I've never heard anyone sells Dian Sheng cubes in other countries beside Philippines, so I think (But I'm not sure) that most Dian Sheng cubes are sold inside the Philippines. There are different colors of DS cubes though, but the most popular is white.

They do very good, actually about 60% as good as type A's do, only that it's noisier, has less tolerance in cutting corners, and as usual, stickers peel off, but in DS cube stickers they peel even after you can finish a Jnet session lol.


----------



## andrewvo1324 (May 27, 2008)

Oh that sucks ;[ Mabey i can get a friend to buy me one shes going there for summer.


Well i heared theres no screws? to adust tension?


----------



## MasakitChan (May 27, 2008)

Say what? DS cubes can have their screws adjusted, like a freaking DIY.

Btw, their screws look like the ones on type D C4Y DIYs.


----------



## bundat (May 27, 2008)

From my experience, DS cubes are almost identical in performance to the Rubik's speedcubing kit II (sold in Robinson's Toys'R'Us for P899).

IMO, they can do everything a DIY can do, even better. But you should try it for yourself.

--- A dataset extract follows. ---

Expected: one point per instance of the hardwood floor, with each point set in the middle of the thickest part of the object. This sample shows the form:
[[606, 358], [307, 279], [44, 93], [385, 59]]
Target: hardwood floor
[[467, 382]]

And check out the "V-notches" under the center pieces. Not something other DIYs have. The notches also help keep edge pieces in place, and they make that "crunchy noise", which IMO is nice.


----------



## mrCage (May 27, 2008)

Hi 

I want to see picturess of such a cube. Both in assembled and disassembled state. 

-Per


----------



## MasakitChan (May 28, 2008)

I found no dissassembled Dian Shengs, coz they really are sold assembled o'ready.


----------



## Durben (May 28, 2008)

Hi, I'm also from the Philippines. But, where can you buy one? I want to buy one.
Thank you.


----------



## MasakitChan (May 29, 2008)

You can get them from most marketplaces, especially around Metro Manila. Don't know if there are still as many vendors selling it as they used to though.. you might have a tough time getting one.


----------



## Durben (May 29, 2008)

MasakitChan said:


> You can get them from most marketplaces, especially around Metro Manila. Don't know if there are still as many vendors selling it as they used to though.. you might have a tough time getting one.


Where did you buy yours?


----------



## MasakitChan (May 30, 2008)

A "palengke" near us.


----------